History
The concept began in Sun Microsystems Laboratories in 1997 as a project codenamed NeWT or NetWorkTerminal. The client was designed to be small, low cost, low power, and silent. It was based on the Sun Microelectronics MicroSparc IIep. Other processors initially considered for it included Intel's StrongARM, Philips Semiconductors TriMedia, National Semiconductors Geode. The MicroSparc IIep was selected because of its high level of integration, good performance, low cost, and general availability.

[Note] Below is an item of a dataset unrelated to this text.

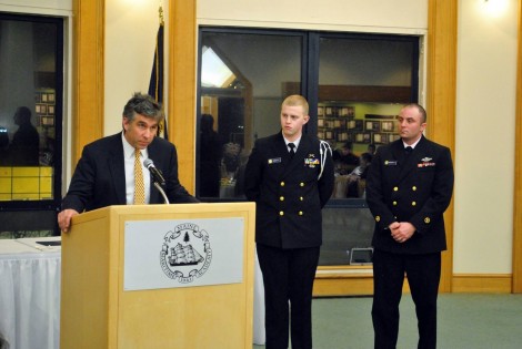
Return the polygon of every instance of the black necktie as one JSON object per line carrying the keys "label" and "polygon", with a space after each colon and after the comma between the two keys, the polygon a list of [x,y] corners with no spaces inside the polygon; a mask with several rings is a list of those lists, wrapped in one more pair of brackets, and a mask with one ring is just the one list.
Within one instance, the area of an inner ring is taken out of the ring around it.
{"label": "black necktie", "polygon": [[290,158],[292,158],[295,155],[295,144],[289,143],[288,146],[290,147]]}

NeWT included 8 MB of EDO DRAM and 4 MB of NOR flash. The graphics controller used was the ATI Rage 128 because of its low power, 2D rendering performance, and low cost. It also included an ATI video encoder for TV-out (later removed in Sun Ray 1), a Philips Semiconductor SAA7114 video decoder/scaler, Crystal Semiconductor audio CODEC, Sun Microelectronics Ethernet controller, PCI USB host interface with 4 port hub, and I²C smart card interface. The motherboard and daughtercard were housed in an off-the-shelf commercial mini-ITX PC case with internal +12/+5VDC auto ranging power supply.
NeWT was designed to have as much feature parity with a modern business PC in every way possible. The client didn't use a commercial operating system. Instead it used a real-time exec which was originally developed in Sun Labs as part of an Ethernet-based security camera project codenamed NetCam. Less than 60 NeWT's were ever built and very few survive today. However one currently resides in the collection of the Computer History Museum in Mountain View, California.